Department of Pulmonology, Albert Schweitzer Hospital, Dordrecht, The Netherlands.
Department of Pulmonology, VU University Medical Center, Amsterdam, The Netherlands.
Lung Cancer. 2015 Jul;89(1):19-26. doi: 10.1016/j.lungcan.2015.04.005. Epub 2015 Apr 20.
Adenocarcinoma (ADC) of the lung may harbor EGFR- or KRAS-mutations, which are relevant for treatment decisions. There is no consensus on the percentages of EGFR- and KRAS-mutations that are allowed to be missed by a diagnostic algorithm, although a percentage of less than 1% for EGFR-mutations has been suggested. The current guidelines do not advise to perform EGFR-mutation analysis in unequivocal squamous cell carcinoma (SqCC). For KRAS-mutations no threshold for missing cases is suggested yet. To improve segregation between ADC and SqCC in small samples, the classification of lung cancer was updated in 2011, adding immunohistochemistry (IHC) for p63 and TTF-1 to the diagnostic algorithm. In this study we examined how many cases with an EGFR- or KRAS-mutation in our database would have been missed, if the current guideline for selecting cases for mutation analysis would have been applied.
From an institutional lung cancer database of specimens analyzed for EGFR- and KRAS-mutations (n=816), cases harboring a mutation without being treated prior with an EGFR-TKI were selected (n=336). Corresponding original histological diagnoses and IHC for TTF-1, p63 and PAS-D were collected. Cases with SqCC on HE or with an IHC pattern favoring SqCC were reassessed according to the criteria of the 2011-classification.

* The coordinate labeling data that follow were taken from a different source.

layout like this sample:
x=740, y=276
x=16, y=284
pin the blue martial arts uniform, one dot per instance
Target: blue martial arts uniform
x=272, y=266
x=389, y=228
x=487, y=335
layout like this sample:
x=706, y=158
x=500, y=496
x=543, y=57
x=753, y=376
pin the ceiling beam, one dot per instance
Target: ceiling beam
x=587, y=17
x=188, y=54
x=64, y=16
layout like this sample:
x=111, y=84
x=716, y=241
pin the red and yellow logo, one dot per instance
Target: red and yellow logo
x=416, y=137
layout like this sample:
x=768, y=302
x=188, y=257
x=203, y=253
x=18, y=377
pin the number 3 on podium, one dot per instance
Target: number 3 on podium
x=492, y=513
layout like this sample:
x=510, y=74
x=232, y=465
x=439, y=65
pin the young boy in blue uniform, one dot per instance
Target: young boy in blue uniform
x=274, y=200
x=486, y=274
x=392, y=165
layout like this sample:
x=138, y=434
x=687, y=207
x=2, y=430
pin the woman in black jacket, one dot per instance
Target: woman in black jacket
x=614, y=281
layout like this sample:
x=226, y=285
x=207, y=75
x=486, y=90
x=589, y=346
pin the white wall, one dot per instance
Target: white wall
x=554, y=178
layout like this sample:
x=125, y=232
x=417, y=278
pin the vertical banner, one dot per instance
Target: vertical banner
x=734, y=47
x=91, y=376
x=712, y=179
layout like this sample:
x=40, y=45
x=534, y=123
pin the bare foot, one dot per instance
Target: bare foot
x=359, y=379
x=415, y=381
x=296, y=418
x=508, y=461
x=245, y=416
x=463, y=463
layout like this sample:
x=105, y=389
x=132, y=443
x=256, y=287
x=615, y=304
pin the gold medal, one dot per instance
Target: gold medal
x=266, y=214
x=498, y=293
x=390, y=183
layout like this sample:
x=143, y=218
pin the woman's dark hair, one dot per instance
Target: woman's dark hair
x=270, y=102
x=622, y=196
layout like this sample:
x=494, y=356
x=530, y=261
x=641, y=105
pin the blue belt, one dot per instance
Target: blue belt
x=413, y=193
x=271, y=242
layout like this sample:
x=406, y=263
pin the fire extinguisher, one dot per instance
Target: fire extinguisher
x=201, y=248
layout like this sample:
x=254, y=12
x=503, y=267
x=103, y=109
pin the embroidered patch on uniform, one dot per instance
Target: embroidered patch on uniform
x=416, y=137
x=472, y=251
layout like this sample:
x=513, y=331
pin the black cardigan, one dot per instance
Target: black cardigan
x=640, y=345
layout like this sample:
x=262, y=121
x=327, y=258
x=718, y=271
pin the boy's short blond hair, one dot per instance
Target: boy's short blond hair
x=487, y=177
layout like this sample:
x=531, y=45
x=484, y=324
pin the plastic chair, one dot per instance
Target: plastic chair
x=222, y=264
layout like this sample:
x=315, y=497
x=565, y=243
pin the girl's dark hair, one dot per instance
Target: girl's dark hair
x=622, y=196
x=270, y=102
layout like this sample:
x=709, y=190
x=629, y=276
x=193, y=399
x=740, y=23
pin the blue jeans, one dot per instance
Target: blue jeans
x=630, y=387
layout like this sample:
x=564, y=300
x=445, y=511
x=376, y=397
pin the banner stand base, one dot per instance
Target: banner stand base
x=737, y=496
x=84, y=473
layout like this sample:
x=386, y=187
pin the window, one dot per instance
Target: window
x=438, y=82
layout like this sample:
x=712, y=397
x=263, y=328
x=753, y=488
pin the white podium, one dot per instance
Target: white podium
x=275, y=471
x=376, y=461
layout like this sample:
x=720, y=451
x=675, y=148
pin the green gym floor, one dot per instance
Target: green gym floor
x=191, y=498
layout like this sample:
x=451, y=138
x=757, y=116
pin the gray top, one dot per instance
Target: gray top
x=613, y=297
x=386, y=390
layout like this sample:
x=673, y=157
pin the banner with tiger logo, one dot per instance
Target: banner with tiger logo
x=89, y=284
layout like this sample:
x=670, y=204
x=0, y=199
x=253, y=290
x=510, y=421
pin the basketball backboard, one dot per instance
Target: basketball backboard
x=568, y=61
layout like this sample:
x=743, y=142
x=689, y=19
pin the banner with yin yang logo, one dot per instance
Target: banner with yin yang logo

From the 336 cases 70% had a KRAS-mutation and 30% an EGFR-mutation. The number of cases with SqCC on HE and/or an IHC-profile favoring SqCC was 12. After the reassessment six specimens (1.8%) would not have been tested for EGFR-/KRAS-mutations, if the current diagnostic algorithm had been used: 2.0% of EGFR-mutations and 1.7% KRAS-mutations. All six cases were NSCLC with an IHC-profile favoring SqCC.
Most NSCLC-cases with EGFR- and KRAS-mutations are selected by the current diagnostic algorithm. As a small but relevant fraction is missed, there is room for improvement.
肺腺癌(ADC)可能存在 EGFR 或 KRAS 突变,这与治疗决策相关。尽管已经提出 EGFR 突变允许漏诊的百分比应小于 1%,但对于诊断算法允许漏诊的 EGFR 和 KRAS 突变的百分比,尚无共识。目前的指南不建议在明确的鳞状细胞癌(SqCC)中进行 EGFR 突变分析。对于 KRAS 突变,尚未建议缺失病例的阈值。为了提高小样本中 ADC 和 SqCC 的分离度,2011 年更新了肺癌分类,在诊断算法中增加了 p63 和 TTF-1 的免疫组织化学(IHC)。在这项研究中,我们检查了如果应用当前的选择突变分析的指南,我们的数据库中会有多少 EGFR 或 KRAS 突变病例被遗漏。
从进行 EGFR 和 KRAS 突变分析的机构肺癌数据库中(n=816),选择了未进行 EGFR-TKI 治疗前携带突变的病例(n=336)。收集了相应的原始组织学诊断和 TTF-1、p63 和 PAS-D 的 IHC。根据 2011 年分类的标准,对 HE 上为 SqCC 或 IHC 模式倾向 SqCC 的病例进行重新评估。
在 336 例中,70%的病例有 KRAS 突变,30%的病例有 EGFR 突变。在 HE 上为 SqCC 和/或 IHC 模式倾向 SqCC 的病例数为 12 例。在重新评估后,如果使用当前的诊断算法,有 6 个标本(1.8%)将不会进行 EGFR-/KRAS 突变检测:2.0%的 EGFR 突变和 1.7%的 KRAS 突变。所有 6 个病例均为 NSCLC,IHC 模式倾向于 SqCC。
大多数 EGFR 和 KRAS 突变的 NSCLC 病例是通过当前的诊断算法选择的。由于有一小部分被遗漏,因此还有改进的空间。